ハーフタイムに左のサイドハーフに投入された甲田英將は、得意のドリブルで後半アディショナルタイムに相手のペナルティエリア内に侵入する場面もあったが、決定的な仕事はできなかった。自身のプレーを反省する。
「サイドで張って受ける場面が多かった。仕掛けられる場面が少なかった。(相手守備陣と)1対2の状況が多かった」
周囲との連係によって、より高い位置でパスを受ける点を課題に挙げて、「サイドバックの大輝君に開いてもらって、自分が中に入るなどの選択肢もあれば良かった」と改善策を語った。
【PHOTO】ホームでの勝利を願って全力で応援した東京ヴェルディサポーター
チームの攻撃については「ポセッションしてから、ゆっくりだけではなく、ショートカウンターで決め切れれば、よりポゼッションが生きてくると思う。より精度や、スプリントしてゴールに近い位置で受けるのも、やっていかないといけない」と、バリエーションを増やす策を示した。
ボランチでフル出場した稲見哲行は、前半の攻勢で相手を守備に走らせた点を念頭に、積極性を課題に挙げた。
「相手が疲れているなら、もっと仕掛けて。縦パスや背後へのランニングにパスを出してセンターバックを釣り出すなど、もっと相手を疲弊させるプレーが必要だった。ある程度イーブンな勝負を挑んでも良かった。チャレンジの縦パスや背後へのランニングした人へのスルーパスを出せれば、もっと得点につながると思う。

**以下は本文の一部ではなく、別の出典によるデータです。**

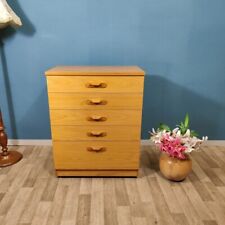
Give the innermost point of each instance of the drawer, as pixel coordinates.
(96, 155)
(95, 84)
(94, 101)
(95, 117)
(107, 133)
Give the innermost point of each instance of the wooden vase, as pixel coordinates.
(174, 169)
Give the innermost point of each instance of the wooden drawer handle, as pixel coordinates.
(96, 149)
(97, 118)
(96, 102)
(96, 85)
(96, 134)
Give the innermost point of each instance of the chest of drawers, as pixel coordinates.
(95, 115)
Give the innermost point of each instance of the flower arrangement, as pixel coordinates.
(177, 142)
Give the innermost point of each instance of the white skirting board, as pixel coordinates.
(48, 142)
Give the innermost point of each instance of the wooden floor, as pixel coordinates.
(31, 194)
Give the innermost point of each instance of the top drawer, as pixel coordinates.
(116, 84)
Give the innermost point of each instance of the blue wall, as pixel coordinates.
(180, 44)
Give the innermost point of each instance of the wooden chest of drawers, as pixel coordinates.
(95, 117)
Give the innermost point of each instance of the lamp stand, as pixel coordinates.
(7, 158)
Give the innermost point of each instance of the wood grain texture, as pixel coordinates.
(93, 133)
(95, 117)
(148, 199)
(94, 101)
(81, 84)
(95, 70)
(77, 156)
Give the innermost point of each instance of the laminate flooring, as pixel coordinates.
(31, 194)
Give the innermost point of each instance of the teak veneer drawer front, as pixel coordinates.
(95, 155)
(94, 101)
(95, 84)
(102, 133)
(95, 117)
(95, 114)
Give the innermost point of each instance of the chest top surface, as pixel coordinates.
(95, 71)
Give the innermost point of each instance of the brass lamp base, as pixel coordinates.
(11, 158)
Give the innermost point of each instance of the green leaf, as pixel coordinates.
(194, 133)
(186, 121)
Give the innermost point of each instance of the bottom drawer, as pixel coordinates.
(95, 155)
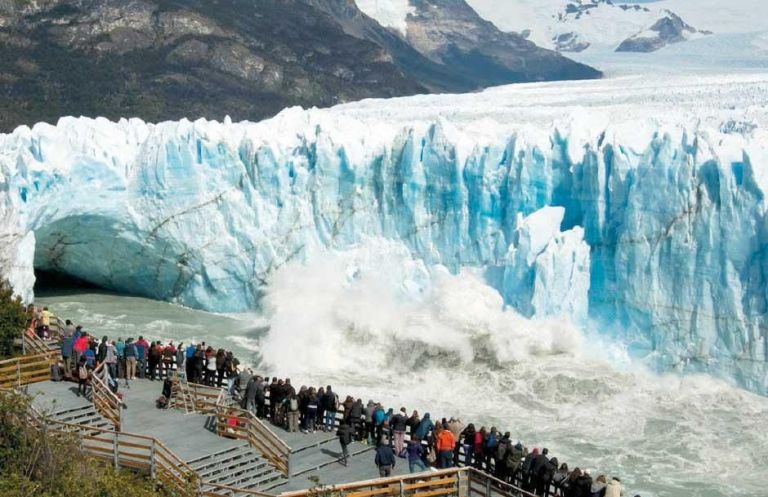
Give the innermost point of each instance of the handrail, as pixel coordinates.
(105, 401)
(145, 453)
(26, 369)
(393, 485)
(481, 475)
(258, 435)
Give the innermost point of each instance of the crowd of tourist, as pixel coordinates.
(421, 441)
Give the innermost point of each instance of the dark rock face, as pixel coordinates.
(669, 29)
(450, 32)
(569, 42)
(170, 59)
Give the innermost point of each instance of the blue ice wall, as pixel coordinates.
(202, 213)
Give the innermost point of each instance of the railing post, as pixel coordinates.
(116, 450)
(152, 463)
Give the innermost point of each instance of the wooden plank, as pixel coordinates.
(134, 445)
(392, 489)
(96, 448)
(135, 455)
(439, 491)
(134, 464)
(431, 483)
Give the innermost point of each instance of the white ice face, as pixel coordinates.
(639, 203)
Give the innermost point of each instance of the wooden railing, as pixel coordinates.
(459, 482)
(237, 423)
(127, 450)
(105, 402)
(205, 398)
(26, 369)
(447, 482)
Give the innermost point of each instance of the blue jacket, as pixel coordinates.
(66, 347)
(90, 357)
(415, 451)
(130, 350)
(378, 417)
(385, 456)
(425, 426)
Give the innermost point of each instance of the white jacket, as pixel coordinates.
(613, 489)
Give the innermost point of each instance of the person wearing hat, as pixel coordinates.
(399, 423)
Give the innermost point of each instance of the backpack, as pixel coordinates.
(56, 373)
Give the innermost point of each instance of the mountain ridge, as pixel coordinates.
(190, 58)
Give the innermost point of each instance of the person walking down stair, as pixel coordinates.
(345, 438)
(385, 459)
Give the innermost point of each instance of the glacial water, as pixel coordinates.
(367, 326)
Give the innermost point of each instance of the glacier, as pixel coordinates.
(634, 206)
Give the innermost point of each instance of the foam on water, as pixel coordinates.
(375, 322)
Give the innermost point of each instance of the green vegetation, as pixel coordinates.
(13, 319)
(33, 463)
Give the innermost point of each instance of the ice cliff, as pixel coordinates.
(637, 214)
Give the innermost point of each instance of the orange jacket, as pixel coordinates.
(445, 441)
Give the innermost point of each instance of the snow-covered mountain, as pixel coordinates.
(579, 25)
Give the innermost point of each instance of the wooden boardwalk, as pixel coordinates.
(192, 436)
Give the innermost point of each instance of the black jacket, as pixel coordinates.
(385, 456)
(345, 434)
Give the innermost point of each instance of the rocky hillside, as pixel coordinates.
(169, 59)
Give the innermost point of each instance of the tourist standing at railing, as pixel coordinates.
(378, 423)
(221, 366)
(168, 359)
(120, 351)
(131, 359)
(370, 427)
(292, 408)
(526, 470)
(66, 354)
(331, 405)
(514, 462)
(385, 459)
(101, 350)
(425, 427)
(538, 465)
(80, 344)
(500, 464)
(444, 444)
(398, 423)
(82, 372)
(110, 359)
(456, 425)
(468, 439)
(142, 353)
(356, 419)
(560, 476)
(311, 410)
(598, 488)
(544, 477)
(345, 438)
(415, 454)
(210, 367)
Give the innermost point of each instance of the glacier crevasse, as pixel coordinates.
(656, 236)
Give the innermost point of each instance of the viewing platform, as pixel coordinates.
(204, 444)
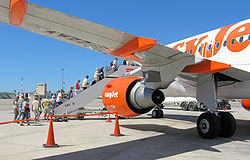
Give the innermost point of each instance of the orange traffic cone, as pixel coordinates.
(117, 128)
(50, 138)
(108, 119)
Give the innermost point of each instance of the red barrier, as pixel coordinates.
(55, 116)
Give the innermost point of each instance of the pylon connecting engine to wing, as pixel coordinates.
(128, 97)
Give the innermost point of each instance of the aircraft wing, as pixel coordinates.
(87, 34)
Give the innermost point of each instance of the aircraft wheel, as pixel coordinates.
(160, 113)
(191, 106)
(184, 106)
(227, 124)
(155, 114)
(208, 125)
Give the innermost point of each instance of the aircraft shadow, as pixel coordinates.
(170, 142)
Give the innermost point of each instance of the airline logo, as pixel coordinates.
(235, 37)
(112, 94)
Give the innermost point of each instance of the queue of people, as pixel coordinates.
(23, 108)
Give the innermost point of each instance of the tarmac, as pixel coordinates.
(171, 137)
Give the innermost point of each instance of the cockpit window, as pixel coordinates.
(225, 43)
(233, 41)
(218, 45)
(241, 39)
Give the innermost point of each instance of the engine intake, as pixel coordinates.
(128, 97)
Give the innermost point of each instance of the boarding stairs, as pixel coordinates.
(72, 106)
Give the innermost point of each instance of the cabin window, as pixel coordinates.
(241, 39)
(225, 43)
(199, 49)
(233, 41)
(209, 47)
(218, 45)
(191, 51)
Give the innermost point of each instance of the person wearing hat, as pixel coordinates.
(35, 108)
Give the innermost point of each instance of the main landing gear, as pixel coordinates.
(210, 125)
(157, 112)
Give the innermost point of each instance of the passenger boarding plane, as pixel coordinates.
(208, 66)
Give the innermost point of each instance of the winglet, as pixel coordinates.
(17, 11)
(206, 67)
(137, 45)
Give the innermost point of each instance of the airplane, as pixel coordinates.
(215, 64)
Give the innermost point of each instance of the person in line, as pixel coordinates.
(77, 88)
(70, 93)
(96, 76)
(115, 65)
(85, 82)
(35, 108)
(20, 104)
(16, 107)
(101, 76)
(40, 109)
(59, 99)
(46, 104)
(53, 106)
(25, 111)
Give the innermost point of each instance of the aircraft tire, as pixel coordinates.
(191, 106)
(208, 125)
(227, 124)
(184, 106)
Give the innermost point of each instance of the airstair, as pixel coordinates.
(72, 106)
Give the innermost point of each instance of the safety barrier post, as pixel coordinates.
(108, 119)
(50, 139)
(117, 128)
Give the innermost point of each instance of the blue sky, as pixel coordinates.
(39, 59)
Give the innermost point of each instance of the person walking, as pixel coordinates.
(115, 65)
(77, 88)
(35, 108)
(54, 104)
(15, 107)
(101, 76)
(85, 82)
(25, 111)
(46, 103)
(20, 104)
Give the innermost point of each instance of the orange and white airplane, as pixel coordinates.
(208, 66)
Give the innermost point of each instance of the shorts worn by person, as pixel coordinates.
(85, 82)
(35, 108)
(16, 107)
(77, 88)
(25, 111)
(46, 104)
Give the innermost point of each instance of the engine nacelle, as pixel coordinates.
(129, 98)
(246, 104)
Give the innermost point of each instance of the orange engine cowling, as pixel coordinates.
(128, 97)
(246, 104)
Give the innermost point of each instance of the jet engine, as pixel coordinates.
(246, 104)
(128, 97)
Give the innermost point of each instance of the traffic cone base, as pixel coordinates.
(46, 146)
(50, 139)
(117, 128)
(108, 120)
(117, 135)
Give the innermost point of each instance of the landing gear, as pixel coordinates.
(210, 126)
(227, 124)
(157, 112)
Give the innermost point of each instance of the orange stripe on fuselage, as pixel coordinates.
(206, 67)
(17, 11)
(242, 30)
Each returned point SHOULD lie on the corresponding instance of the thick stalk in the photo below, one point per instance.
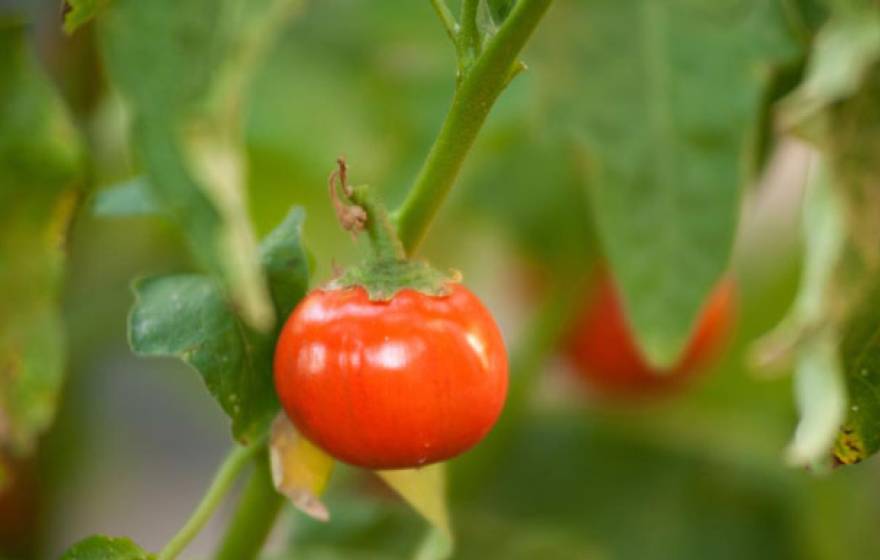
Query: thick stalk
(237, 459)
(471, 103)
(255, 515)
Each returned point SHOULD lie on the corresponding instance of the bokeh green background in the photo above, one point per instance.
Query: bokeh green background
(699, 474)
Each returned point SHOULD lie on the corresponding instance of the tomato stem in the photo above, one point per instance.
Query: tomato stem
(226, 475)
(254, 517)
(477, 90)
(383, 236)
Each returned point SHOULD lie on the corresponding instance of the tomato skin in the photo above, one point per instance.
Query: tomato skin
(396, 384)
(606, 356)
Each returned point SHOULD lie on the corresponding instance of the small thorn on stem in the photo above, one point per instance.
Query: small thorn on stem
(352, 217)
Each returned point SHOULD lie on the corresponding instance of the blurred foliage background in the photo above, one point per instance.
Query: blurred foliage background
(696, 474)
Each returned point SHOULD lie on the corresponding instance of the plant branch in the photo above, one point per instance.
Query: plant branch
(229, 470)
(254, 517)
(474, 97)
(470, 34)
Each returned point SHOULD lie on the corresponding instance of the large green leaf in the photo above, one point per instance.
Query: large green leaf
(99, 547)
(190, 317)
(184, 68)
(669, 94)
(860, 352)
(40, 161)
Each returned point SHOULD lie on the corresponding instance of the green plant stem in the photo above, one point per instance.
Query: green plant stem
(237, 459)
(473, 99)
(383, 236)
(254, 517)
(470, 35)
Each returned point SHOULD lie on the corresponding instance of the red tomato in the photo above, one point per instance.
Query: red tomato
(383, 385)
(606, 355)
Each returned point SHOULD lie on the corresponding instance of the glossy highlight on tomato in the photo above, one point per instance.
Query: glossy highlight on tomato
(392, 384)
(604, 353)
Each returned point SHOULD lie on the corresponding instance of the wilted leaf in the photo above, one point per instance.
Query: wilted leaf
(669, 96)
(300, 470)
(190, 317)
(40, 160)
(425, 490)
(99, 547)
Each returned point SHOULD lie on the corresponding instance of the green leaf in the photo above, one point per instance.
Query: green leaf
(184, 77)
(669, 96)
(40, 162)
(81, 12)
(300, 469)
(286, 263)
(845, 49)
(99, 547)
(191, 318)
(425, 490)
(859, 437)
(131, 198)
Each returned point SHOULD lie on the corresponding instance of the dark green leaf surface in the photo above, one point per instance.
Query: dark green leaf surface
(670, 94)
(191, 318)
(860, 352)
(286, 263)
(99, 547)
(40, 158)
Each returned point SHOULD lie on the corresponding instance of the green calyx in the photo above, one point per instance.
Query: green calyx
(386, 270)
(383, 279)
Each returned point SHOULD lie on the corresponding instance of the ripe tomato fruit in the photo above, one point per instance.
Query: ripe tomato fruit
(605, 354)
(391, 384)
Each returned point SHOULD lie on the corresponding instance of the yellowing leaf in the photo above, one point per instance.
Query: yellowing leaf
(300, 470)
(425, 490)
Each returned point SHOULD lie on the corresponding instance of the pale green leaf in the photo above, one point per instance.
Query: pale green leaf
(846, 47)
(40, 162)
(81, 12)
(190, 317)
(184, 77)
(425, 490)
(131, 198)
(300, 469)
(670, 94)
(99, 547)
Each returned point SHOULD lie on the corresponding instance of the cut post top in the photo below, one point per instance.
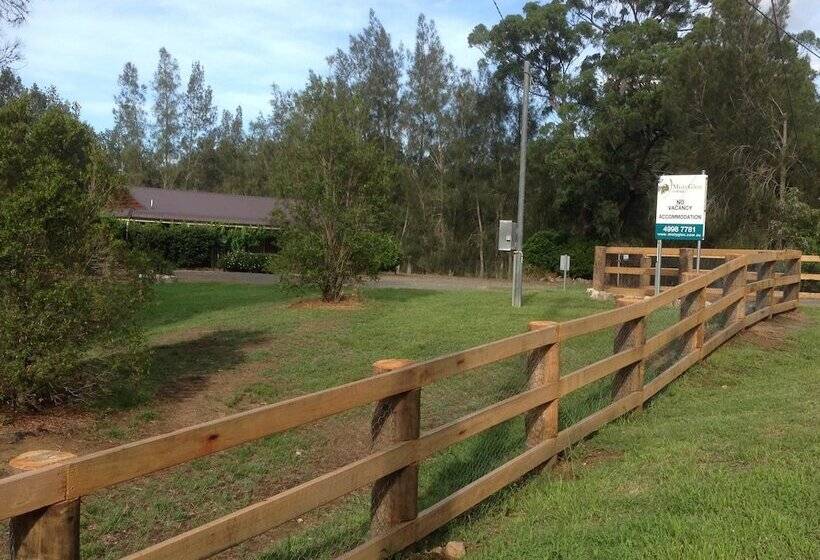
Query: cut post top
(33, 460)
(537, 325)
(389, 364)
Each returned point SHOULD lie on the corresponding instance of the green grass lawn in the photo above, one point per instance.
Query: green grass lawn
(724, 464)
(657, 491)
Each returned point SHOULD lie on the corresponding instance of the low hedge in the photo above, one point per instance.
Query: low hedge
(195, 246)
(243, 261)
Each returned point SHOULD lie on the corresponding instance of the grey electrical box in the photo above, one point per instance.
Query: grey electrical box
(564, 264)
(505, 235)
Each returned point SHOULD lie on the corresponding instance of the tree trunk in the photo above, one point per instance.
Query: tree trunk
(480, 239)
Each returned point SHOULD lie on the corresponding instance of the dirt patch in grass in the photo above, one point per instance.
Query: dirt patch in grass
(773, 333)
(566, 468)
(347, 303)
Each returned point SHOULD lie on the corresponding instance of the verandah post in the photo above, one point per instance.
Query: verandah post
(599, 269)
(49, 533)
(543, 368)
(394, 498)
(628, 380)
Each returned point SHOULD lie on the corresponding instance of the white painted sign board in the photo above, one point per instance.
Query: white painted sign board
(681, 210)
(564, 264)
(505, 235)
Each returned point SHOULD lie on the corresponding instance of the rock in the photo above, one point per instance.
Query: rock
(454, 550)
(598, 295)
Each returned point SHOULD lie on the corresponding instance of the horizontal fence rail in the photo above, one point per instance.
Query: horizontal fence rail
(749, 289)
(629, 271)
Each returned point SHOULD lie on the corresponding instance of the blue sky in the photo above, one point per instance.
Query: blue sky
(244, 45)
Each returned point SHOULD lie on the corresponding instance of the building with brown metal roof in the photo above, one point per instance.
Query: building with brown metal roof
(149, 204)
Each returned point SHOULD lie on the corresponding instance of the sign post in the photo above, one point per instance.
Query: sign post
(680, 214)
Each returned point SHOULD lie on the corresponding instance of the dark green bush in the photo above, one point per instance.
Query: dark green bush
(195, 246)
(69, 290)
(543, 250)
(242, 261)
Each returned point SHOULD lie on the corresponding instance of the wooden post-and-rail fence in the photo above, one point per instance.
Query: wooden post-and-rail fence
(629, 271)
(44, 503)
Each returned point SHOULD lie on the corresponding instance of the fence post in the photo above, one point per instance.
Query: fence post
(684, 263)
(690, 304)
(628, 380)
(52, 532)
(792, 291)
(764, 297)
(543, 365)
(645, 277)
(599, 269)
(731, 282)
(394, 498)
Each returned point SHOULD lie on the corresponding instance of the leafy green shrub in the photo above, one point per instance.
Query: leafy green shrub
(242, 261)
(195, 246)
(383, 249)
(69, 290)
(543, 250)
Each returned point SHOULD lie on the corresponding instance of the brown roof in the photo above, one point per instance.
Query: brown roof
(149, 203)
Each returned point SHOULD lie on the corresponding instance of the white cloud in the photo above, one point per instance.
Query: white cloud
(81, 45)
(245, 46)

ボールを持っているだけではダメ。失っても取り返す覚悟で縦パスを入れたり、ドリブルで仕掛けるのは全員がやらないと。積極的なミドルシュートやクロスを全員が意識しないといけないと思った」
2位のジュビロ磐田から7位の大分トリニータまでが、勝点6差のなかにひしめく大混戦のJ1昇格争いで、現在3位につけている東京V。次戦は8月6日、ホームで4位の清水エスパルスと相まみえる。2008年以来のトップリーグ復帰に向けて邁進する。